Shareholders will be asked to approve the payment of a dividend of €2.10 a share, with a dividend reinvestment option.

2011 Highlights

  • Michelin continued to raise prices in response to rising raw materials costs
  • Memorandum of understanding signed with Double Coin and Huayi
  • Another \$200 million invested in the Lexington, SC plant to expand Car and Light Truck tire capacity
  • New €1.5-billion multi-currency revolving line of credit arranged
  • Compagnie Générale des Etablissements Michelin successfully completes private placement of its entire stake in Hankook Tire Co., Ltd.
  • Launch of the new MICHELIN Pilot Super Sport tire, engineered for sports sedans
  • New MICHELIN Primacy 3 tire premiered, offering safety to the power of 3
  • Launch in China of the MICHELIN ENERGY™ XM2, especially designed for use in the BRICs
  • New sizes introduced for the MICHELIN X ONE XDA Energy™, the most energy-efficient drive tire for North American long-haul trucks.
  • The MICHELIN X ® MultiWay™3D range of truck tires introduced in Europe
  • Michelin to supply tires for China's first commercial airliner, the COMAC C919
  • The Le Puy, France plant inaugurates 17,000 rooftop solar power panels

A full description of 2011 highlights may be found on the Michelin website: www.michelin.com/corporate/finance

PRESENTATION AND CONFERENCE CALL

Full-year 2011 results will be reviewed with analysts and investors during a conference call today, Friday February 10, at 11:00 am CET (10:00 am UT). The conference will be in English, with simultaneous interpreting in French. If you wish to participate, please dial-in one of the following numbers from 10:50 pm CET:

In France 01 70 77 09 21 (French)
In France 01 70 77 09 37 (English)
In the UK 0203 367 9454 (English)
In the United States (866) 907 5925 (English)
From anywhere else +44 203 367 9454 (English)

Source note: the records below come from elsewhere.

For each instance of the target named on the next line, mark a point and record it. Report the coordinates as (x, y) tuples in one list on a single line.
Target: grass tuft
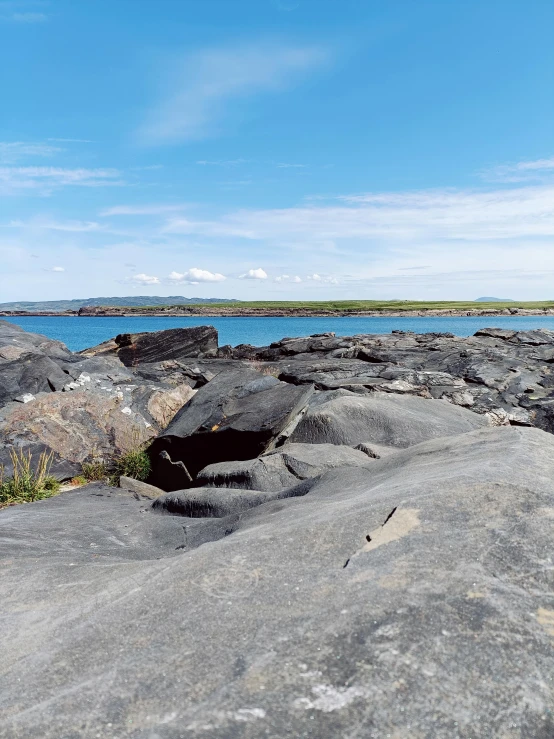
[(134, 463), (25, 485)]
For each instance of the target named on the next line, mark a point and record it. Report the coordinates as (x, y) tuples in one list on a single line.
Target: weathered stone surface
[(238, 415), (414, 600), (280, 468), (136, 349), (390, 420), (85, 423), (137, 486), (206, 502)]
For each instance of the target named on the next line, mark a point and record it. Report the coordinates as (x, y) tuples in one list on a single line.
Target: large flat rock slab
[(281, 468), (415, 601), (238, 415), (390, 420), (156, 346)]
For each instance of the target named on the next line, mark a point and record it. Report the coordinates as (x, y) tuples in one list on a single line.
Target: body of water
[(81, 332)]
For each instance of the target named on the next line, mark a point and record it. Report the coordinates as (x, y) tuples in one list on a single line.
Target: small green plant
[(134, 463), (79, 480), (95, 471), (27, 484)]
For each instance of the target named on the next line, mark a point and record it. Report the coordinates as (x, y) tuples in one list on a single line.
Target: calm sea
[(80, 332)]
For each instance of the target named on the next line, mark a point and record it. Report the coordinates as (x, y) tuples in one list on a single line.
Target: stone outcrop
[(236, 416), (157, 346), (281, 468), (77, 407), (345, 537), (388, 420), (414, 600)]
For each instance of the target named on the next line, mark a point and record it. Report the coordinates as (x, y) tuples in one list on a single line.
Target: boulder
[(236, 416), (390, 420), (92, 421), (156, 346), (280, 468), (209, 502), (141, 488), (414, 601)]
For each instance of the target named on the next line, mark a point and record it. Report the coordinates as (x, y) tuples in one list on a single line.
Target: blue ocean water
[(81, 332)]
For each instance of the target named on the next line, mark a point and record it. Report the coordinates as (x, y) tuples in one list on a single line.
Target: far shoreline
[(283, 313)]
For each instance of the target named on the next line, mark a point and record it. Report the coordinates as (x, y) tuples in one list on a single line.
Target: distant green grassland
[(349, 306)]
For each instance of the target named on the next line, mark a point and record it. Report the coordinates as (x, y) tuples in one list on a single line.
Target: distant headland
[(180, 306)]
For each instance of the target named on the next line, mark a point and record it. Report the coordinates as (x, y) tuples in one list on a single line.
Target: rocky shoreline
[(339, 536)]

Please refer to the www.michelin.com/corporate website for practical information concerning the conference call.

INVESTOR CALENDAR

  • Quarterly information for the three months ended March 31, 2012:
  • Monday, April 23, 2012 after close of trading
  • First-half 2012 net sales and results: Friday, July 27, 2012 before start of trading
Investor Relations Media relations
Valérie Magloire Corinne Meutey
+33 (0) 1 78 76 45 37 +33 (0) 1 78 76 45 27
+33 (0) 6 76 21 88 12 (cell) +33 (0) 6 08 00 13 85 (cell)
[email protected] [email protected]
Alban de Saint Martin Individual Shareholders
+33 (0) 4 73 32 18 02 Jacques Engasser
+33 (0) 6 07 15 39 71 (cell) +33 (0) 4 73 98 59 08
alban.de-saint-martin @fr.michelin.com [email protected]

DISCLAIMER

This press release is not an offer to purchase or a solicitation to recommend the purchase of Michelin shares. To obtain more detailed information on Michelin, please consult the documents filed in France with Autorité des marchés financiers, which are also available from the website. This press release may contain a number of forward-looking statements. Although the Company believes that these statements are based on reasonable assumptions as at the time of publishing this document, they are by nature subject to risks and contingencies liable to translate into a difference between actual data and the forecasts made or inferred by these statements.